The first widely publicized successful double-blind randomized control trial was for the antibiotic streptomycin for treating pulmonary tuberculosis in 1946, also by the MRC UK. The trial was conducted meticulously; not only were patients truly randomly assigned by a third party coordinator, but the study also relied on objective measures of treatment effectiveness using methods such as chest x-rays that were interpreted by experts who were also unaware of which treatment the patient had received.
Unlike the common cold, tuberculosis is caused by Mycobacteria tuberculosis which is susceptible to some antibiotics.
This trial and another testing the efficacy of immunization against whooping cough created a watershed moment and these models of modern clinical trials have become the standard proof for or against the efficacy of new ways to prevent, detect, treat, or manage diseases and other medical conditions.
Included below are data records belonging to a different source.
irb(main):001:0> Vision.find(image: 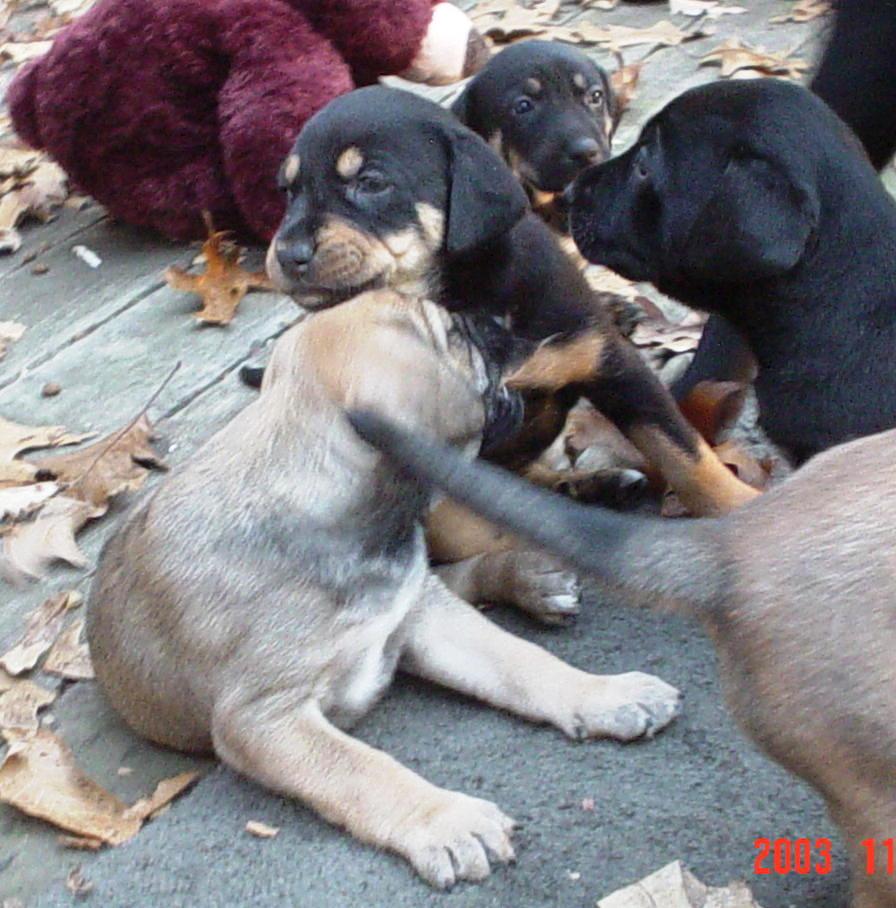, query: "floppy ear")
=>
[683,156,819,283]
[451,82,474,129]
[445,129,529,255]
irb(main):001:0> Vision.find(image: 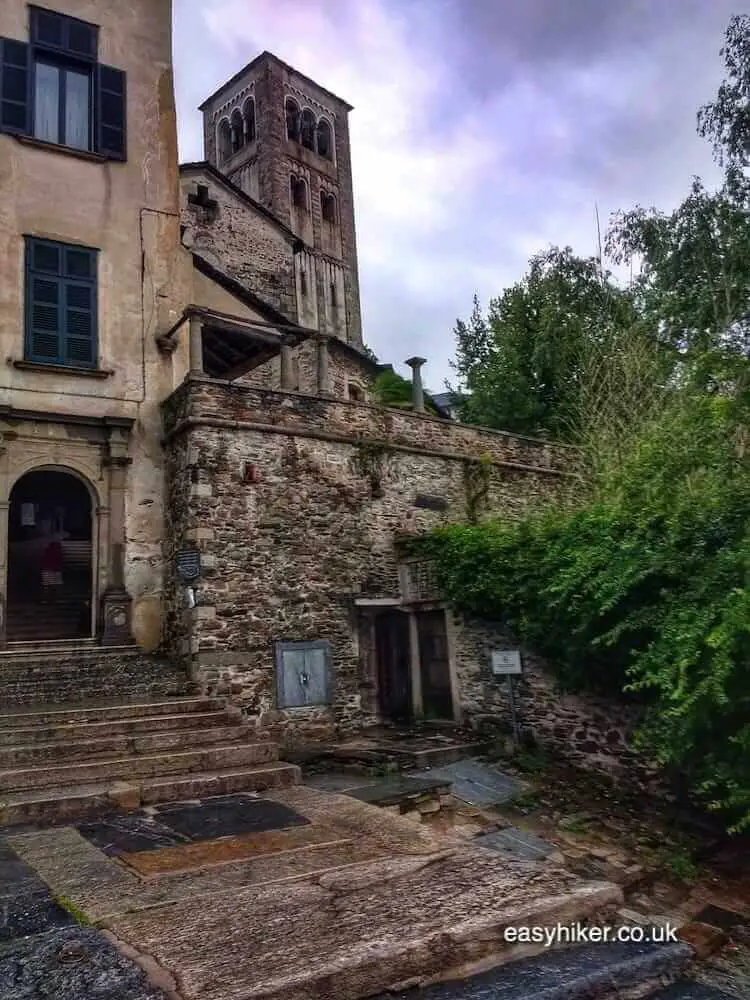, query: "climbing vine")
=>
[352,441,388,499]
[464,455,492,524]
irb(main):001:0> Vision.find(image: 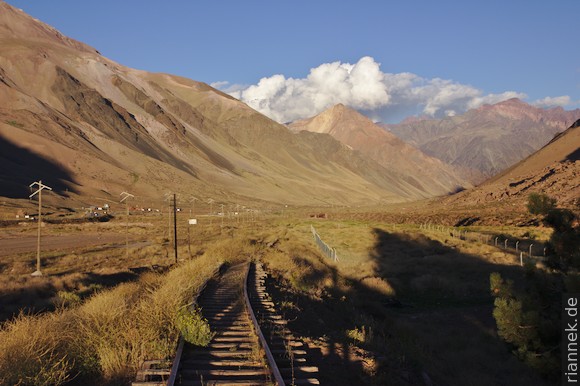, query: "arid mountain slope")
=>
[289,104,469,197]
[448,120,580,207]
[381,99,580,177]
[0,2,442,205]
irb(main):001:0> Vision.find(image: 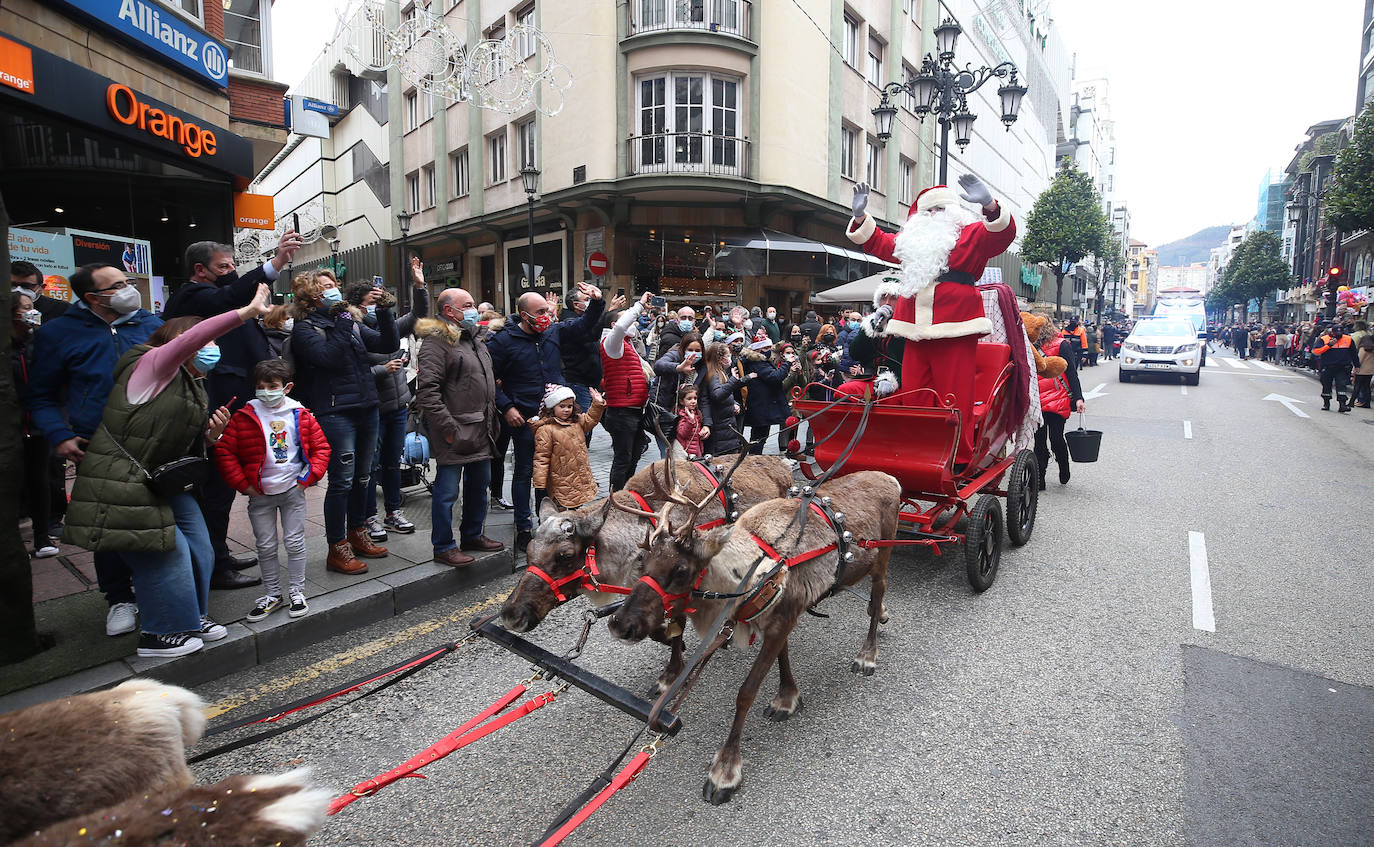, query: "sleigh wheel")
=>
[963,494,1003,593]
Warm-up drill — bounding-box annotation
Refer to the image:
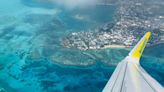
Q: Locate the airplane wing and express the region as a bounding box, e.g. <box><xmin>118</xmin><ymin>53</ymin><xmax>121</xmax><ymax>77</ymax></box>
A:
<box><xmin>103</xmin><ymin>32</ymin><xmax>164</xmax><ymax>92</ymax></box>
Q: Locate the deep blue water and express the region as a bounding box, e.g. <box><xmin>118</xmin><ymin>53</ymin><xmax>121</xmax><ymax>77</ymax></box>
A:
<box><xmin>0</xmin><ymin>0</ymin><xmax>164</xmax><ymax>92</ymax></box>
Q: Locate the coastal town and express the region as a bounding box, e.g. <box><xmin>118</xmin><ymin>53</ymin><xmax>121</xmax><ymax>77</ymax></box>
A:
<box><xmin>61</xmin><ymin>0</ymin><xmax>164</xmax><ymax>50</ymax></box>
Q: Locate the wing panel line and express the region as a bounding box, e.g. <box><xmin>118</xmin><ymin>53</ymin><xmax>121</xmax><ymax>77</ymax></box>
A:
<box><xmin>120</xmin><ymin>62</ymin><xmax>128</xmax><ymax>92</ymax></box>
<box><xmin>111</xmin><ymin>62</ymin><xmax>123</xmax><ymax>92</ymax></box>
<box><xmin>132</xmin><ymin>64</ymin><xmax>157</xmax><ymax>92</ymax></box>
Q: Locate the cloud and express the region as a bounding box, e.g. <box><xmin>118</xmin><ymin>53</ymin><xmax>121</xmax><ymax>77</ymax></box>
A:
<box><xmin>48</xmin><ymin>0</ymin><xmax>97</xmax><ymax>9</ymax></box>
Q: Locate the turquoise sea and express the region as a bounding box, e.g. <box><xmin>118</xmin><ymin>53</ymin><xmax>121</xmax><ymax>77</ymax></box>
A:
<box><xmin>0</xmin><ymin>0</ymin><xmax>164</xmax><ymax>92</ymax></box>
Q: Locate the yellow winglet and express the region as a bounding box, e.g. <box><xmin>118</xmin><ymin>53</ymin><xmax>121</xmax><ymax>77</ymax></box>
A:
<box><xmin>129</xmin><ymin>32</ymin><xmax>151</xmax><ymax>59</ymax></box>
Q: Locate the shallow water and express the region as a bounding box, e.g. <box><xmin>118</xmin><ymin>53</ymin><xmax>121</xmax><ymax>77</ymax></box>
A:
<box><xmin>0</xmin><ymin>0</ymin><xmax>164</xmax><ymax>92</ymax></box>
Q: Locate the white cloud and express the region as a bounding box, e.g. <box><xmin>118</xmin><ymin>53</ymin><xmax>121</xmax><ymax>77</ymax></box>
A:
<box><xmin>48</xmin><ymin>0</ymin><xmax>97</xmax><ymax>9</ymax></box>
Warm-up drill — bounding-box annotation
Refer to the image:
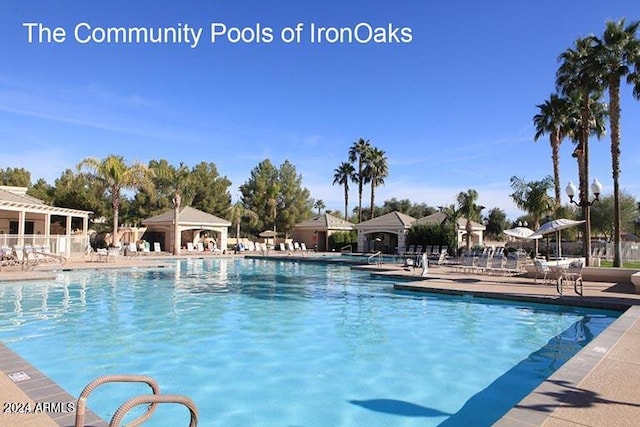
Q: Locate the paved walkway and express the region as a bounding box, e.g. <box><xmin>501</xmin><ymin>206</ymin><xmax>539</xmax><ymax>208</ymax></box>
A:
<box><xmin>0</xmin><ymin>256</ymin><xmax>640</xmax><ymax>427</ymax></box>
Since then much more work has been done to improve the practices of conducting clinical trials from stratifying trials into different phases to improve patient safety to ethical considerations on whether, how, and to whom new experimental procedures can be provided.
Types of Clinical Trials
Treatment: tests new drugs, therapies, devices, or surgeries
Prevention: tests new means to prevent disease: medicines, vaccines, lifestyle changes, &c.
Diagnostic: tests new ways to diagnose diseases or conditions
Quality of life: tests new ways of improving the quality of life for people with chronic illnesses
Clinical Trial Phases
Phase I: initial testing of a new drug or treatment on a small group of human subject to evaluate safety, dosage ranges, and identify potential side effects.
Phase II: the therapy is tested on a larger group to determine efficacy.
Phase III: randomized controlled multicentre trials on even larger patient groups to confirm effectiveness.
Phase IV: post-market studies gathering data on whether the drug affects different groups differently, or whether there are any side effects associated with long-term use.